I am not saying that coatings will not be degraded to an extent, but they will not strip with the ease people suggest. I don't know all the products people use but this is supposedly the high end of car care so I am assuming that the products are not useless. My experience is that I apply and strip products, on a daily basis, because we formulate them and have to test. As I have said elsewhere, even the QDs will not be removed by fairy (our equivalent of dawn hand wash liquid). Move onto the sealants and even strongly alkaline cleaners (e.g. neat APCs) will often not be effective. IPA does't reliably do it and is often useful for removing the residues which hide the LSP (so it can recover performance!). The most reliable way to strip is the heavy hydrocarbon solvent route (e.g. panel wipe) but even this will often not succeed if you have a polymer film as your protection.

The other possibility is that these products do work as many think but the LSPs we make are light years ahead of others (much as I wish that was true, it isnt!). In terms of durability, 2 weeks is scandalous!
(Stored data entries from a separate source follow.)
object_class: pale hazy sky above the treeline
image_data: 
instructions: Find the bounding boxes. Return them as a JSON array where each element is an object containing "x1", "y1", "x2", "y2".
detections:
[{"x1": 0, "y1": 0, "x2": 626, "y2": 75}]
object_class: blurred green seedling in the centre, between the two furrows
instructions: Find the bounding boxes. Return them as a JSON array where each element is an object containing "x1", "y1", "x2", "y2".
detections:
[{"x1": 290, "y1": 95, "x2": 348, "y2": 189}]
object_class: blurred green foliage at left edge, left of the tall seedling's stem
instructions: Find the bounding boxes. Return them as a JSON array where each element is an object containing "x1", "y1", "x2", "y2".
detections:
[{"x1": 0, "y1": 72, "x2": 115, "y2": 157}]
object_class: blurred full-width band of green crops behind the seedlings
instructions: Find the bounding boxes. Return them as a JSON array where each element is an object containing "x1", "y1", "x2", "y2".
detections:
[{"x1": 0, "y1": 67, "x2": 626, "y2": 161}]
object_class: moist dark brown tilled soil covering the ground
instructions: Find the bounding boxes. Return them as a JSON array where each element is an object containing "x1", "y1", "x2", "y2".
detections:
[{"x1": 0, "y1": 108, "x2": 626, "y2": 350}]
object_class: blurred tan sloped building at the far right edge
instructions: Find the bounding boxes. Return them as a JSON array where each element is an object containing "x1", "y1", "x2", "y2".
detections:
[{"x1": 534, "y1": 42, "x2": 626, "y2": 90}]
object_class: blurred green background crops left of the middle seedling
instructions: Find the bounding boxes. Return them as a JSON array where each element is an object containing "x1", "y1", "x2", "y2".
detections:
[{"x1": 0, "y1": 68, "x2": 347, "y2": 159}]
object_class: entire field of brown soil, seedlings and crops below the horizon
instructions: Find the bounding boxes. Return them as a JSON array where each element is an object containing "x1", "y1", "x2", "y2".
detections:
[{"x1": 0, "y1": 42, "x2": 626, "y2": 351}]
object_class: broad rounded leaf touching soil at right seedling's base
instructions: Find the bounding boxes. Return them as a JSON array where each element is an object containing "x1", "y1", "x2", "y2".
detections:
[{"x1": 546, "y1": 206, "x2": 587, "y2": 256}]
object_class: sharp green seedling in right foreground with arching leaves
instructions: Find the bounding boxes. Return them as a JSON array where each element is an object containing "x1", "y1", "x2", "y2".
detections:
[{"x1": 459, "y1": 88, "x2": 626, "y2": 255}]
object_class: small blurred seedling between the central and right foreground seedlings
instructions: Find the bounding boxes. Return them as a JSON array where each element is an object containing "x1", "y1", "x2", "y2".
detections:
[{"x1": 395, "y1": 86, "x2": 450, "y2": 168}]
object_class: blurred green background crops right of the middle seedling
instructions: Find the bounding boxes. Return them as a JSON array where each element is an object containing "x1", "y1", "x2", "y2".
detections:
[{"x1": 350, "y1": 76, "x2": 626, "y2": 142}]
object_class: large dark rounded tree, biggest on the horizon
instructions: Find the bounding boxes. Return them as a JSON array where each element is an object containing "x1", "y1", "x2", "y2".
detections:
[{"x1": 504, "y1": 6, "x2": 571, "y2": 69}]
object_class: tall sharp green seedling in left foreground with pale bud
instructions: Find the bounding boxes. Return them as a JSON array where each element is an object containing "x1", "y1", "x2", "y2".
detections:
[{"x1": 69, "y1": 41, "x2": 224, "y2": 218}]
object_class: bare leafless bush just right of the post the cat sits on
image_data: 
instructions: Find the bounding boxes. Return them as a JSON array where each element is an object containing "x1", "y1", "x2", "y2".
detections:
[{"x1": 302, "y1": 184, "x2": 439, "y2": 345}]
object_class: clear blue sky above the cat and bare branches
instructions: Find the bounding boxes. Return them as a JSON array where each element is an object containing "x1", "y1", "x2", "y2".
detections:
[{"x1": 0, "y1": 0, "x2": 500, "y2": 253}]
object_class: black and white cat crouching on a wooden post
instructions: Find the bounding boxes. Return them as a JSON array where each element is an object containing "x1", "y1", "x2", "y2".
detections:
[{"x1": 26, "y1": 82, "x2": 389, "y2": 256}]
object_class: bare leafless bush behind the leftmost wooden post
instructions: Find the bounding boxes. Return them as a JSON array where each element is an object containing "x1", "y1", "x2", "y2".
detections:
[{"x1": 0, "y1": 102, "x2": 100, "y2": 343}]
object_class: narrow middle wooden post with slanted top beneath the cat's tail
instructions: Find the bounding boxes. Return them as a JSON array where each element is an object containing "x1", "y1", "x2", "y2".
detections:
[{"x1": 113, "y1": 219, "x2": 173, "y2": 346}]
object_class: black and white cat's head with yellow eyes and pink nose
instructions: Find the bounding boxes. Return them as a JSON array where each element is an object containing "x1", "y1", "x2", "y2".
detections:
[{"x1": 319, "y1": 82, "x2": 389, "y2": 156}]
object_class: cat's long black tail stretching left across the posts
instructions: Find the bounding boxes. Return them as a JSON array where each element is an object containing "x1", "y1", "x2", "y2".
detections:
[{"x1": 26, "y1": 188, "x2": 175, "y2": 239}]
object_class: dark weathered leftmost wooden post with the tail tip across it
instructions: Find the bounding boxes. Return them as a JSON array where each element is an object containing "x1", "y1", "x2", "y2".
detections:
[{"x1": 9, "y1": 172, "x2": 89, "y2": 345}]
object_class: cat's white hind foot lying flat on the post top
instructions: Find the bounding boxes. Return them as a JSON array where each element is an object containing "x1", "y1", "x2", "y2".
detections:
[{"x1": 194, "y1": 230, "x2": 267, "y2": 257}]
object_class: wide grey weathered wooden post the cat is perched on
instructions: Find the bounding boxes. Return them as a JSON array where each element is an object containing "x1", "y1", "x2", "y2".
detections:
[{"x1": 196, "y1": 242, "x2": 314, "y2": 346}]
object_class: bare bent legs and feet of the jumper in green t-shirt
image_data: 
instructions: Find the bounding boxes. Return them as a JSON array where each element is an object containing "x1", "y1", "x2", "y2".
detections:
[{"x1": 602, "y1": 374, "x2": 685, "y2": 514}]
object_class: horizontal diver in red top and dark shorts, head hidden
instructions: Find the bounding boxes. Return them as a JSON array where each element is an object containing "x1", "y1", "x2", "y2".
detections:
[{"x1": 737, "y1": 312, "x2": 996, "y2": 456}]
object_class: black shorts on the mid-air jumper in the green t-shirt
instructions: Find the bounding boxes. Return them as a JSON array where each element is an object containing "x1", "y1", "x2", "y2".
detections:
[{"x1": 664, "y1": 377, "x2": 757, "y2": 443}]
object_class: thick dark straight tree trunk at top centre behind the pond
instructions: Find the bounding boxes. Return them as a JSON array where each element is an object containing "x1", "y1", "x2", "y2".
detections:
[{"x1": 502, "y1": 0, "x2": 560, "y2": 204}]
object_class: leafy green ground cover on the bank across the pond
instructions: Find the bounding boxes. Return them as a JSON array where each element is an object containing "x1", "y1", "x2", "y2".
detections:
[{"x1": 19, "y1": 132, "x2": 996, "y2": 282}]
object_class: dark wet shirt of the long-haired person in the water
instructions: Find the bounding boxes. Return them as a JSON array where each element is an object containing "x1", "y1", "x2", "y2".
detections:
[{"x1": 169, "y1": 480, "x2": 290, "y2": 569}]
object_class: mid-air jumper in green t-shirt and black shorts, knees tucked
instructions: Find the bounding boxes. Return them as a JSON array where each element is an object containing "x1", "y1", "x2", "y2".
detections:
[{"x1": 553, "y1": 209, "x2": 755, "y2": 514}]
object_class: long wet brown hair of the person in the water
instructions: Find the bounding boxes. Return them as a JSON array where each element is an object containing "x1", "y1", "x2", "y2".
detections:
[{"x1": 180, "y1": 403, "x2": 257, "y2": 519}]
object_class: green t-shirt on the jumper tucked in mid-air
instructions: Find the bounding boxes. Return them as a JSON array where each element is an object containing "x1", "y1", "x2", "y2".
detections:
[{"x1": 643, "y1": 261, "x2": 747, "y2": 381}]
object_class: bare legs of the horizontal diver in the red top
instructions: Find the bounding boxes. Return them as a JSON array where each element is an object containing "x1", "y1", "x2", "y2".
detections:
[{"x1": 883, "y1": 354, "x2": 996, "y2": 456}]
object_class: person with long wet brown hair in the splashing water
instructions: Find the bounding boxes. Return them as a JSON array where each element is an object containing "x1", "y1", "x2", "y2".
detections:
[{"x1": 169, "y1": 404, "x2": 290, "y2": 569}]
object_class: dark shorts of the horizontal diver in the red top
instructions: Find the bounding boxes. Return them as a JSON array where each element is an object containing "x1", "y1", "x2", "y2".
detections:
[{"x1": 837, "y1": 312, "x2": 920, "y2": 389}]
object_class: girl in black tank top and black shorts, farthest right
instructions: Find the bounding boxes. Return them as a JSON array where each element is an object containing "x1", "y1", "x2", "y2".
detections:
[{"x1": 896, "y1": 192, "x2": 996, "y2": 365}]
You should get that sort of performance out of wash and wax and QD products. Going further depends on your wash regime. Whilst wash products often won't strip, they will degrade to some extent. If a wash product strips 10% of your protection, it def wont take it all off in one go, but 10 washes down the line and there won't be much left. The whole 'LSP safe' thing is just a much a myth as dawn stripping. If a product is an effective cleaner, it will degrade a wax or traditional LSP to some extent. If it did not, it wouldn't be a very effective cleaner! Cleaning products cannot be classified as black and white - they are shades of grey with different products having differing degrees of harshness. The problem is that, even in this high end arena, there is nowhere near enough accurate information to ascertain which products are harsh and which are not (not least when you consider that the simple matter of surfactant films is, more or less, unknown!).
 
If you what you say is true and I have no reason to believe it isn`t, then why do we have so many people that say most all of the waxes/sealants one can buy don`t last very long? 2 to 6 or 8 weeks except for some of the new paint coatings which last longer.

Based on your theory they should last a very long time in the light that practically nothing will remove them, outside of polishing them off.


I'd be curious to know which waxes and sealants are being reported as only lasting two to eight weeks and where? IME there are a few show waxes whose look is gone after a few weeks or less but they are the rare exception. There are quite a number of waxes and sealants that reliably last fifteen weeks or more for me on daily driven and often not garaged vehicles. I should note, however, that I am in a relatively low temperature and low UV environment but we do have a considerable amount of precipitation and our rain tends to be slightly acidic (pH 5).
The more durable coatings like Opti-Coat should last multiple years.
 
For those that recommend Dawn to strip your car, is there a reason why you choose Dawn instead of other dishwashing liquids? Seems like everyone who uses a dishwashing liquid uses Dawn. I use Palmolive and was wondering if that is fine too?

Zaino has recommended Dawn for years which is probably where that came from but other dishwashing liquids should be equally effective or ineffective as is more likely the case. Zaino currently recommends Dawn followed by claying and their AIO and/or Fuzion paint cleaner (both of which contain abrasives) to strip and prepare the surface, not Dawn alone.